Spherical thermal warming, mainly by tidal waves, is preferably carried out on the day hemisphere in low and middle latitudes. Their variability depends on the meteorological conditions and rarely exceeds 50%.

Dynamics

Above about 150 km altitude degenerate all atmospheric waves to external waves, and it is hardly a vertical shaft structure visible. Your Meridionalstruktur is that of spherical functions Pnm m with a meridional wave number and n is the zonal wave number ( m = 0: zonally averaged waves, m = 1: all-day waves, m = 2: half-day waves, etc. ). The thermosphere behaves in first approximation as a damped oscillator system with low-pass filtering effect. That is, small- waves ( with great wave numbers n and m ) can be suppressed with respect to the large scale waves. In the case of low magnetospheric activity can describe the observed temporal and spatial varying Exosphärentemperatur by a sum of spherical harmonics:

It is φ the latitude, λ the longitude, t is time, ωa is the angular frequency of the year period τ, λ = ωdt the local time and? D is the angular frequency of a solar day. ta = June 21 is the time of the start of summer in the northern hemisphere? d = 15:00 and the local time of maximum wind.

The first term on the right in equation 3 is the average temperature of the global exosphere (of the order of 1000 K). The second term [( P20 = 0.5 (3 sin2φ - 1)] is generated by the difference in solar heating in low and high latitudes A thermal wind system is created with winds towards the poles in the upper Zirkulationsast and contrary winds in the lower branch. (Fig. 4a). It ensures a heat balance between low and high latitudes. coefficient ΔT20 ≈ 0.004 is small, because the Joule heating in the auroral zone the solar XUV -related excess heat at low latitudes partly compensated. the third term ( with P10 = sin φ ) is responsible for the transport of excess heat in the summer hemisphere to the winter hemisphere (Fig. 4b). Its relative amplitude is about ΔT10 ≃ 0.13. the fourth term finally ( with P11 = cos φ of the dominant tidal wave (1, -2) ) describes the transport of the excess heat from the day side to the night side (Fig. 4d). Its relative amplitude is about ΔT11 ≃ 0.15. Additional terms ( eg half-year, half-day waves etc. ) need to equation 3 be added. They are, however, of less importance.

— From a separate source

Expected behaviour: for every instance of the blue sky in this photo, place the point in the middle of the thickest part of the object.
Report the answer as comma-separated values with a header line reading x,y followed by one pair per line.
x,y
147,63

Such sums can be used for air pressure, air density, Gaskonstituenten, etc. derived.

Thermospheric storms

Far stronger than the solar XUV Stahlung vary the magnetospheric disturbances that can be observed on the ground as geomagnetic disturbances. They are difficult to predict and have fluctuations with periods from minutes to several days. The response of the thermosphere to a strong magnetospheric storm is called a thermospheric storm. Since the energy is supplied at higher latitudes (mainly in the auroral zones), changes the second term in Equation 3 P20 its sign. Heat is now transferred from the polar regions in the low latitudes. In addition to this term more higher-order terms are involved, however, the decay quickly. The sum of these terms determines the " maturity " of the interference from high to low latitudes, ie the response time of the thermosphere. At the same time a Ionosphärensturm can develop. Important for the formation of an ionospheric error is the change in the density ratio of nitrogen molecules (N2) to oxygen atoms (O). An increase in the N2 density increases the loss processes of the ionospheric plasma and is therefore a decrease in electron density in the F- layer responsible (negative Ionosphärensturm ).